Digital transformation is now a prerequisite for sustaining any business. Be it bringing product launches to life digitally, implementing user friendly payment methods, acquiring customers through social media, or maintaining your brand, the key is often doing it right digitally.
We have a number of success stories that prove digital transformation has helped organisations climb up the ladder of growth. Let’s consider one of the biggest retail giant of coffee: Starbucks. Transforming all their operations into digital, with building a customer friendly app and digitized payment gateways, Starbucks juiced out their sales with an increment of 17% in revenue, improving their share price by $65 in just 4 years. They ensured the delivery of the Starbucks experience through a single tap making it easy for customers to ask more from a simple coffee.

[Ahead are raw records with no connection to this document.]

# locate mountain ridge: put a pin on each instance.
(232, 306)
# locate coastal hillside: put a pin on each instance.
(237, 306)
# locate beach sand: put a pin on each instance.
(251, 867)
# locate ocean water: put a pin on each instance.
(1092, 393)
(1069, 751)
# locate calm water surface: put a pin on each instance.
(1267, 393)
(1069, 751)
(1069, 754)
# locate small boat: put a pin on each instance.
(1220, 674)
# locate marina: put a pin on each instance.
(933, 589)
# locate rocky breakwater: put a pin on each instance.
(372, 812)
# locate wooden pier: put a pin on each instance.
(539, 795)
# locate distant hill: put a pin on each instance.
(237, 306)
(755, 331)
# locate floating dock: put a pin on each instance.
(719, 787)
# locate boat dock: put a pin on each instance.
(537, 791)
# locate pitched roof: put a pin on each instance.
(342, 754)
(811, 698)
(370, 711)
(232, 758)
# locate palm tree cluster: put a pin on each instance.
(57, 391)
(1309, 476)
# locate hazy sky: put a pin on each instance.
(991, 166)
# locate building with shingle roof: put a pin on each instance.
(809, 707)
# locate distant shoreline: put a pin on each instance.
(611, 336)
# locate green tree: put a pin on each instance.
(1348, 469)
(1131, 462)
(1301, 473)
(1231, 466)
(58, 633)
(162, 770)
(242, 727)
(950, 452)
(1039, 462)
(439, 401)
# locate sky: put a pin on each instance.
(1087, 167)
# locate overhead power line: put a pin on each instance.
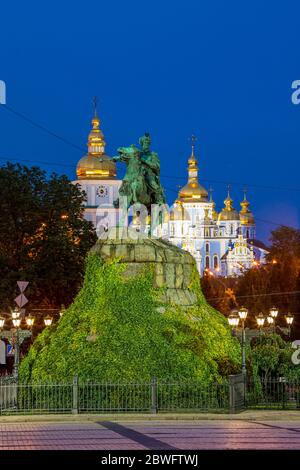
(296, 292)
(83, 150)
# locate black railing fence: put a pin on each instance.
(95, 397)
(273, 393)
(229, 396)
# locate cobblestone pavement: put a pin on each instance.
(158, 435)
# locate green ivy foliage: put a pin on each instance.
(117, 329)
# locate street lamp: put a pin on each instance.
(260, 319)
(15, 313)
(271, 322)
(243, 312)
(274, 312)
(62, 310)
(16, 336)
(16, 322)
(48, 320)
(233, 320)
(289, 319)
(30, 321)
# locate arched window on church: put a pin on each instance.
(216, 262)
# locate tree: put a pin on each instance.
(43, 236)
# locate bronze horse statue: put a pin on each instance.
(133, 186)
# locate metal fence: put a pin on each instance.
(273, 393)
(90, 397)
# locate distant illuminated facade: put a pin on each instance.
(96, 175)
(223, 244)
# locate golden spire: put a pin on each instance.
(228, 201)
(214, 212)
(246, 215)
(96, 164)
(96, 143)
(193, 191)
(228, 212)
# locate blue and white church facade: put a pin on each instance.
(222, 243)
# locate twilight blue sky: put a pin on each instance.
(220, 69)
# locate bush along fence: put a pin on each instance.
(152, 397)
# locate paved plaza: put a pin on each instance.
(150, 435)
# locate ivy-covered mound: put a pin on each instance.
(139, 314)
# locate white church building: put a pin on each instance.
(222, 243)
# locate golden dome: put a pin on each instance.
(246, 216)
(228, 212)
(179, 212)
(193, 191)
(96, 164)
(214, 212)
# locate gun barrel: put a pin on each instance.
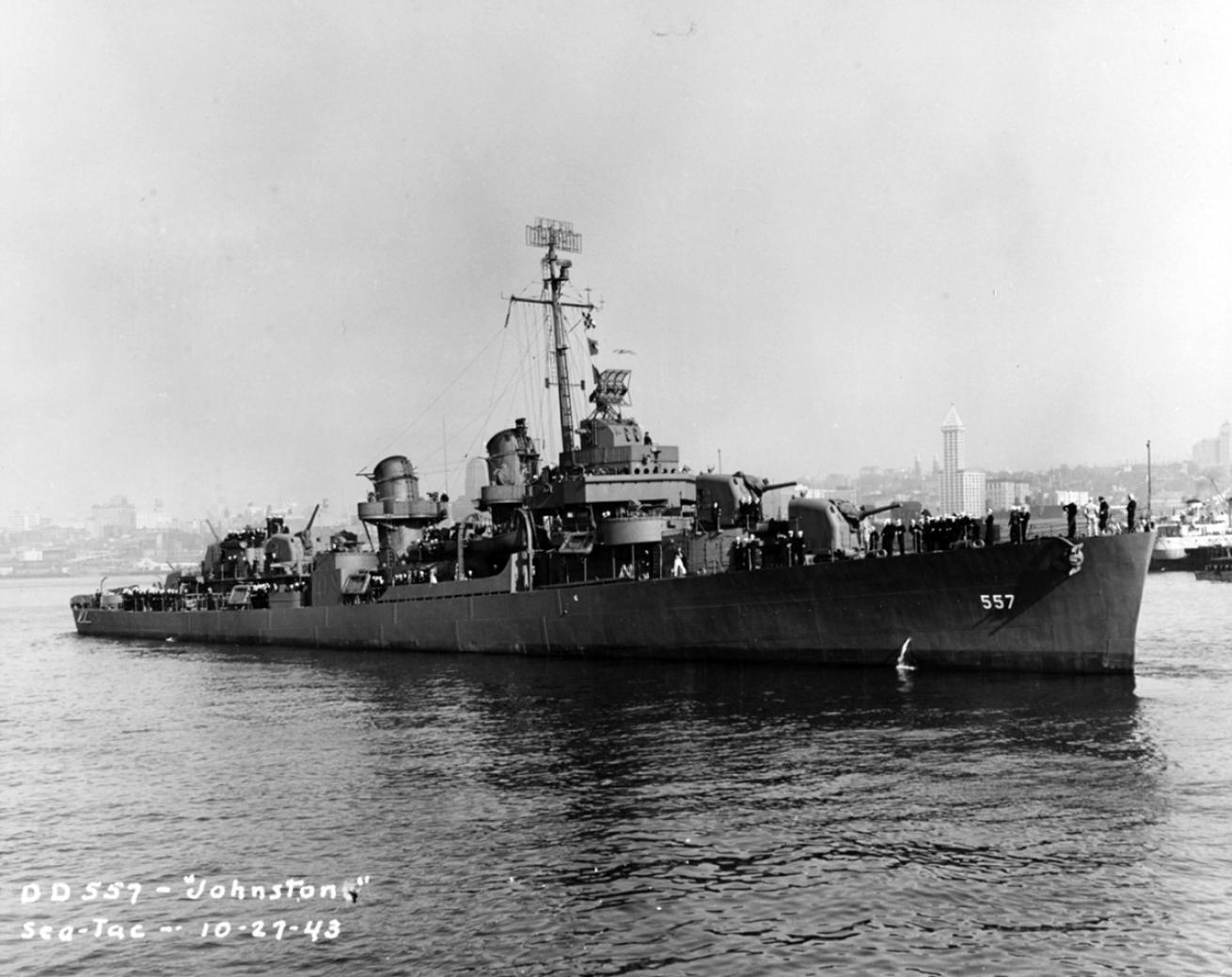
(866, 512)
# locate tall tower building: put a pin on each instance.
(954, 452)
(961, 491)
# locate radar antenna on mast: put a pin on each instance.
(559, 234)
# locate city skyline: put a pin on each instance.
(250, 250)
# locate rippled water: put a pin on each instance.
(529, 817)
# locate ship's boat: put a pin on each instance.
(620, 550)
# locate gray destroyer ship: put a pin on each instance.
(619, 550)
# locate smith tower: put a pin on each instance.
(961, 491)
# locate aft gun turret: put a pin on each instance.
(831, 527)
(726, 500)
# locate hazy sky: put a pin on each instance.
(247, 249)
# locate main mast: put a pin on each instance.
(559, 234)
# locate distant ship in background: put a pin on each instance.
(619, 550)
(1185, 539)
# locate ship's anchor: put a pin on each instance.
(906, 662)
(1074, 557)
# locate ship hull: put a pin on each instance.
(1003, 607)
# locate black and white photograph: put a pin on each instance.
(631, 488)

Especially int he context of such a success story, it is worth asking: Can we really measure the return on the investment of digital innovation?
Even though this is by and large a subjective issue, a few steps for measurement of ROI can be as follows:
Know your numbers: Knowing your financials and statistics initially will generate a base of comparison at the seed stage. Prior to implementing the digital systems, details on the cash flows, profits or losses and strategic business plan should be well known of.

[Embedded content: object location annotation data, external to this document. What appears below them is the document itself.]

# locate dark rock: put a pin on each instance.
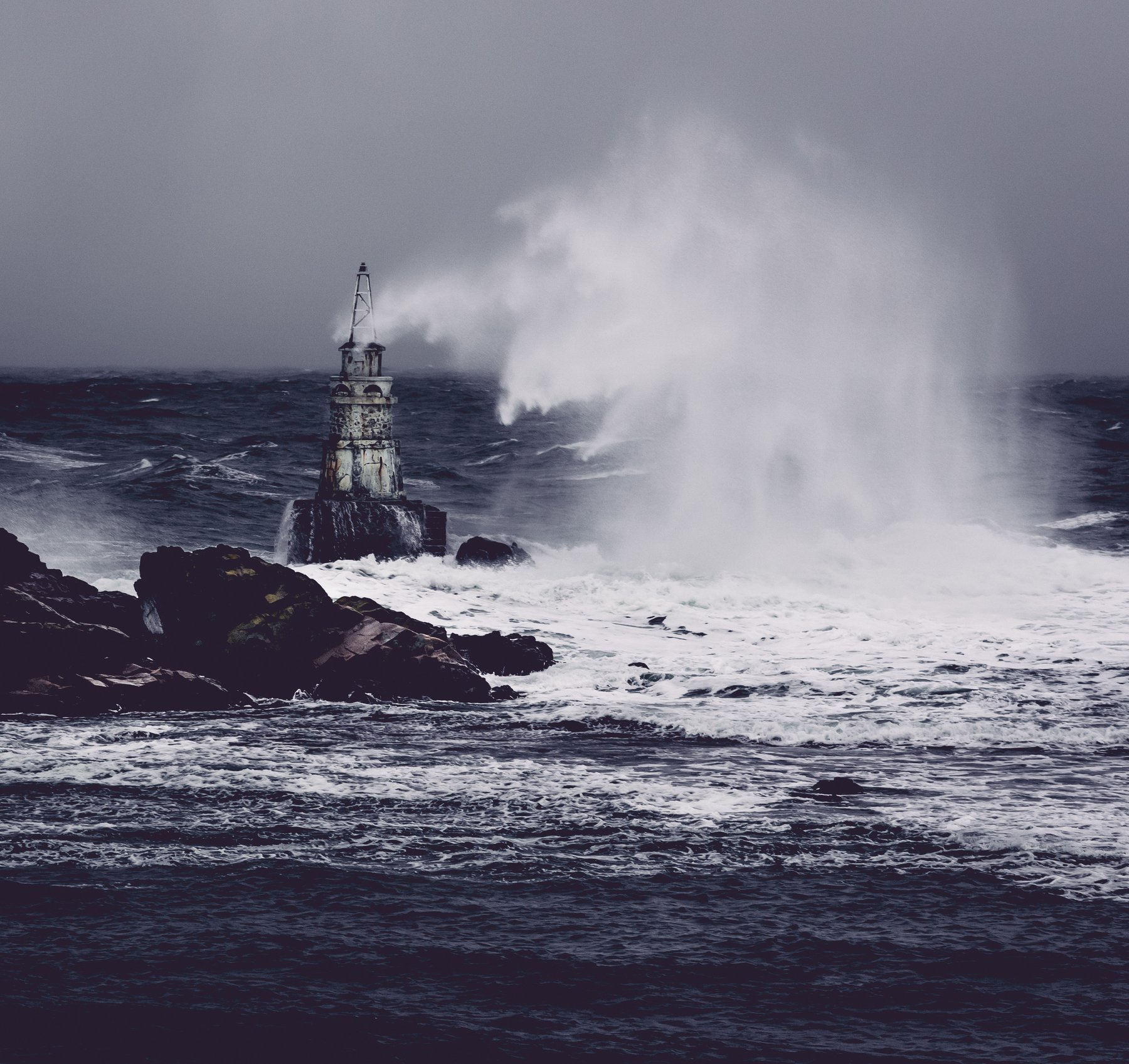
(505, 655)
(252, 624)
(382, 660)
(480, 551)
(369, 608)
(838, 786)
(73, 598)
(17, 561)
(42, 648)
(134, 688)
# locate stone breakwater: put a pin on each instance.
(215, 629)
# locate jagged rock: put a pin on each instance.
(73, 598)
(505, 655)
(269, 630)
(252, 624)
(480, 551)
(838, 786)
(41, 648)
(371, 608)
(382, 660)
(134, 688)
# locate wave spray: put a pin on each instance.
(779, 356)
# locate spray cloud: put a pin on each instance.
(785, 357)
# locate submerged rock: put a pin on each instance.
(383, 660)
(371, 608)
(505, 655)
(480, 551)
(838, 786)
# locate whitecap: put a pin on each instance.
(1086, 520)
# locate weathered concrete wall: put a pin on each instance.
(361, 457)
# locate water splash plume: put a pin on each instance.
(783, 356)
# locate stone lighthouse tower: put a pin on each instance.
(361, 458)
(361, 507)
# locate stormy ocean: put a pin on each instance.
(636, 860)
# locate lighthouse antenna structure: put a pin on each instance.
(363, 320)
(361, 507)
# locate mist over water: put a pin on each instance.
(776, 357)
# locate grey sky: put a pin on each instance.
(194, 183)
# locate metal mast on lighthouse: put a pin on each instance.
(361, 458)
(363, 320)
(361, 507)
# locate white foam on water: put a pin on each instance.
(1086, 520)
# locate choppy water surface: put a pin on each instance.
(629, 861)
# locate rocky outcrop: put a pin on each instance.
(218, 623)
(382, 660)
(371, 608)
(505, 655)
(69, 649)
(134, 688)
(38, 648)
(269, 630)
(248, 623)
(480, 551)
(73, 598)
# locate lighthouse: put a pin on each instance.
(361, 458)
(361, 507)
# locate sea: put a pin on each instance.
(644, 856)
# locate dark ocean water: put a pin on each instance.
(627, 863)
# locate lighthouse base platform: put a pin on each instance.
(331, 529)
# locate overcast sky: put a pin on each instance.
(194, 183)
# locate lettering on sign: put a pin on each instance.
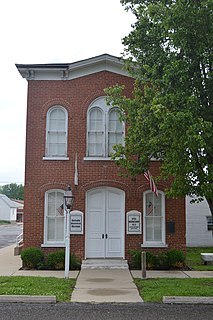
(76, 222)
(133, 222)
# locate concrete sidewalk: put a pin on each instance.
(96, 285)
(101, 285)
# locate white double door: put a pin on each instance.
(105, 223)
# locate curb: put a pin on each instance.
(27, 299)
(187, 300)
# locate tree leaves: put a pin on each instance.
(170, 116)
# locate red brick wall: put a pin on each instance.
(42, 175)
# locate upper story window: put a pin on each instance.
(154, 219)
(209, 223)
(56, 132)
(104, 129)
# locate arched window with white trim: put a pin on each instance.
(104, 129)
(154, 219)
(115, 130)
(54, 222)
(56, 132)
(96, 132)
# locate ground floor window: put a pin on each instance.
(154, 219)
(54, 223)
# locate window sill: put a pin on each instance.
(97, 159)
(154, 245)
(56, 158)
(53, 245)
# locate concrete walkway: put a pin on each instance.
(101, 285)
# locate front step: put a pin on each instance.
(104, 264)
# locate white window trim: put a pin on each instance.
(101, 104)
(55, 158)
(46, 242)
(47, 155)
(153, 244)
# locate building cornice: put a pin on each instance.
(69, 71)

Know your investment: Costs involved in such a transformation are usually huge. Being critically careful on your investment and its quality is essential to develop a know-how of the situation. Analysis of the return at this stage is essential. The aspects to consider here are:
- The approximate time to witness changes
- The proximate revenue your project will generate
Know your RONI (Return on Non-Investing): It is elementary to analyze your RONI before you practically shoot up your project. Keeping an eye on competition, the risk involved in not opting for digital innovation is huge in today’s world. On the flip side, the traditional image of the brand should not be hampered. Creating a balance between the two – is a constant endeavor.
Know your PRP : PRP implementation ensures to keep your innovation on the path to be followed.
- P deals with knowing your potential to grow with the digital innovation
- R keep a check on the reality of actual numbers your innovation is generates
- P develops a plan of action to be taken in time of contingencies
Know your division of measure: Measuring you final ROI can be qualitative and qualitative. Keeping a check on both ensures you have the right ROI calculated.
Quantitative deals with financial numbers like positive or negative changes in cash flows, profits, depreciation, operating expenses, etc.Qualitative standards helps you know retention of your customers, brand loyalty, change in customer acquisition and awareness of your brand.
There is no perfect measure of judging you ROI on digital innovation, but there sure is a way. The world is now running on the power and enigma of science. It’s time to get going.